The advancement and integration of AI also poses a significant threat in exacerbating existing biases. For example, AI used in facial recognition technology (FRT) has proven to be disproportionally inaccurate when identifying African Americans as compared to whites. In a study done by Joy Buolamiwini, a leading researcher challenging bias in decision making software, error rates, made up of mismatches and no registering of a face, for leading FR algorithms were significantly higher for people of color, particularly black females, than whites. In the study, the skin tones were classified as follows: people of color were classified as darker, whites were classified as lighter, women of color were classified as darker females, white women were classified as lighter females, etc. Microsoft’s MSFT had an error rate of 12.9% for darker skin tones, 20.8% for darker females, and only a .7% error rate for lighter skin tones (. Face++ completed the trial with an error rate of16.5% for darker IDs, 34.5% for darker females, and 4.7% for lighter IDs. Lastly, IBM’s software had error rates of 22.4% for darker skin tones, a significant 34.5%error rate for darker females, and for lighter skin tones a 3.2% error rate.

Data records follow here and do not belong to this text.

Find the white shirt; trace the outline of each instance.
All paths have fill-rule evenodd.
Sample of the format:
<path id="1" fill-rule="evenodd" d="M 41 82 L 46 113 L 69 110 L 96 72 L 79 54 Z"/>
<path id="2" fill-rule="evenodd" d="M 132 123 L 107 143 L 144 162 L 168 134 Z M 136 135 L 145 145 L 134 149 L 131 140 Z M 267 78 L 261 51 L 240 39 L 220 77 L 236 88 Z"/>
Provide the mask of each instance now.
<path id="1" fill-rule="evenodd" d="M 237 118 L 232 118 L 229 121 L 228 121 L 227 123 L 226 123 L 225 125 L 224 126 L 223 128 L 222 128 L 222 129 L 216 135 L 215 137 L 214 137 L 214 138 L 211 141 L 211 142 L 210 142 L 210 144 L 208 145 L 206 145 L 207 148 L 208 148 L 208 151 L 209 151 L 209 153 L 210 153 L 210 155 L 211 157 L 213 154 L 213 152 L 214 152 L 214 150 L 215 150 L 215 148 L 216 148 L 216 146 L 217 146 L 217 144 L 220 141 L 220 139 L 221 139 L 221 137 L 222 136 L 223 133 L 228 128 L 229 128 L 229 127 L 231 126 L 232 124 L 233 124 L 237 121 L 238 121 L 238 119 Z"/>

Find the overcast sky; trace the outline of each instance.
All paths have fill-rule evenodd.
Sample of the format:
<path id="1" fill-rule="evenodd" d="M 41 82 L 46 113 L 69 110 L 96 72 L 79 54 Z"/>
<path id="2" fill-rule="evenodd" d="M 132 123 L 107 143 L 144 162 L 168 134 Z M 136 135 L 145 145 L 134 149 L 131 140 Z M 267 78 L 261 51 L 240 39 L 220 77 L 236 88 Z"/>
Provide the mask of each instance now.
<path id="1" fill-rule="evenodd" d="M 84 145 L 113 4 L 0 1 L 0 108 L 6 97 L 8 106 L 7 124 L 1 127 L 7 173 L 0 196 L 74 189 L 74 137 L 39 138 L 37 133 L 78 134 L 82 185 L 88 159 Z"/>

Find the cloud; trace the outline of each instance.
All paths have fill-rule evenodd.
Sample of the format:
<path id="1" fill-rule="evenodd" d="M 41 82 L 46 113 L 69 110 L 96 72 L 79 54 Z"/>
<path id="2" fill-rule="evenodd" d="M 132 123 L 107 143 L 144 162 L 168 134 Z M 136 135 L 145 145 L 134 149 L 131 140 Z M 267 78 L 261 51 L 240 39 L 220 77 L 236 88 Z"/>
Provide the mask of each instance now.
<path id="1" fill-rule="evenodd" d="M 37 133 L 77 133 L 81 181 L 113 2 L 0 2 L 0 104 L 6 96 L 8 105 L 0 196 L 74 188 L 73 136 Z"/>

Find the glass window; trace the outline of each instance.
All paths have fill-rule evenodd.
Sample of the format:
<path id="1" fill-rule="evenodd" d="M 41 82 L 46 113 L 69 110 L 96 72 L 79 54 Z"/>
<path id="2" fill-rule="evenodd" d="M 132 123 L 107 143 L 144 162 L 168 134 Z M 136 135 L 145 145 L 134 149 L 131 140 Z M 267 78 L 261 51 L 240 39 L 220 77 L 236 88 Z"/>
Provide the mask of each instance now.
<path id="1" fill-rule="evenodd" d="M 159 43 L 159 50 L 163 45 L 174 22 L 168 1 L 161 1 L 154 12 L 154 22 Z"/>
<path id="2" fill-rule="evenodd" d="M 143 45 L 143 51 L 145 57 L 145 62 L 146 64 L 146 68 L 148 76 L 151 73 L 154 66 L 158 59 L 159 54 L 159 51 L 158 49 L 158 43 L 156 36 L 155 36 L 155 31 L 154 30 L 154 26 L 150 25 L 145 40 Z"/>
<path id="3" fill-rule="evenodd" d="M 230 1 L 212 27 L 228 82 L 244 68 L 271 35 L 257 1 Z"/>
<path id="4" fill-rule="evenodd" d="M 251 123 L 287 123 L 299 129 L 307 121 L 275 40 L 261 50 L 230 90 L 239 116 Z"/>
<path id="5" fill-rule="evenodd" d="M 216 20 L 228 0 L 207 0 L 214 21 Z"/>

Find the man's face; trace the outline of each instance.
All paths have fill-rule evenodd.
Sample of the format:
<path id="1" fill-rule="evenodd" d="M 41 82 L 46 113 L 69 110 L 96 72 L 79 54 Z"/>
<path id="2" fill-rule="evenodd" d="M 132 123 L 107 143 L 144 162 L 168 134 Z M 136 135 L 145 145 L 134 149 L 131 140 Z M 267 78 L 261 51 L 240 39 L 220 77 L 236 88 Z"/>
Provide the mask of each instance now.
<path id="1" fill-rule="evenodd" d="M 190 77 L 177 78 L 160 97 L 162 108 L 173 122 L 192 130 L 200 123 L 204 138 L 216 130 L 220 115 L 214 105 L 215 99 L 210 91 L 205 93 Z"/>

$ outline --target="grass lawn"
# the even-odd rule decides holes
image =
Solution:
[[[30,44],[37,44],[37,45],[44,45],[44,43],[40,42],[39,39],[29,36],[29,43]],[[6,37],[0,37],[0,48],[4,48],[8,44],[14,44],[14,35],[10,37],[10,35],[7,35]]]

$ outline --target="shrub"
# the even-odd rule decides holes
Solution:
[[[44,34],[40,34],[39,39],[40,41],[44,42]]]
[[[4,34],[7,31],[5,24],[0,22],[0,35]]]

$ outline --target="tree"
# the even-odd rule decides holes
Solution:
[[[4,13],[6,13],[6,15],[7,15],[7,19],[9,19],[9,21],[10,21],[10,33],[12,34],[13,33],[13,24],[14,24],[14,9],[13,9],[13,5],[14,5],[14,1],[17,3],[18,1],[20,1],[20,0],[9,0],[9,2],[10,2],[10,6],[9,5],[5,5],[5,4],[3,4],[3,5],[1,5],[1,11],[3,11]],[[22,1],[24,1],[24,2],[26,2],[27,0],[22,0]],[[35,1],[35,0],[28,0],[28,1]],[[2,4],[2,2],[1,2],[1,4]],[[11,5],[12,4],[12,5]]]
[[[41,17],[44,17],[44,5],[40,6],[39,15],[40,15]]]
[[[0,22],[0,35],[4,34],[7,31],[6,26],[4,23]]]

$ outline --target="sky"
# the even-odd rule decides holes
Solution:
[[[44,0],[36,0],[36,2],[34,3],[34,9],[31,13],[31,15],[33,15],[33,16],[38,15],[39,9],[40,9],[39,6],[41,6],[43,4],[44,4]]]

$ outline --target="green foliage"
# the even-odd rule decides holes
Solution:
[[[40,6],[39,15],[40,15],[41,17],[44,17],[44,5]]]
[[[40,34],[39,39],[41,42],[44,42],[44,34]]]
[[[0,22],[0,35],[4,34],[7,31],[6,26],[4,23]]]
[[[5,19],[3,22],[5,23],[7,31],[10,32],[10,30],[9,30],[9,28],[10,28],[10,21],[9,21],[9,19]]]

Some scholars attribute the algorithmic shortcomings and bias to the lack of diversity in the data training sets for the FRT and lack of representation of minorities in the stem field in general. Lastly, aggravating the situation, the federal and state mugshot databases used for FR have a higher number of minority -African American, Latino, and immigrant- headshots than white headshots. As one scholar notes, the FRT will be overused and underperform on people of color.
In sum, for these reasons, the Common Good Digital Framework will identify both good and poor digital practices to advocate for ethical guidelines, frameworks, and policy. This will create new norms, raising the sector ethos, and benefitting the common good. With this, security and trust will be increased for all of humanity.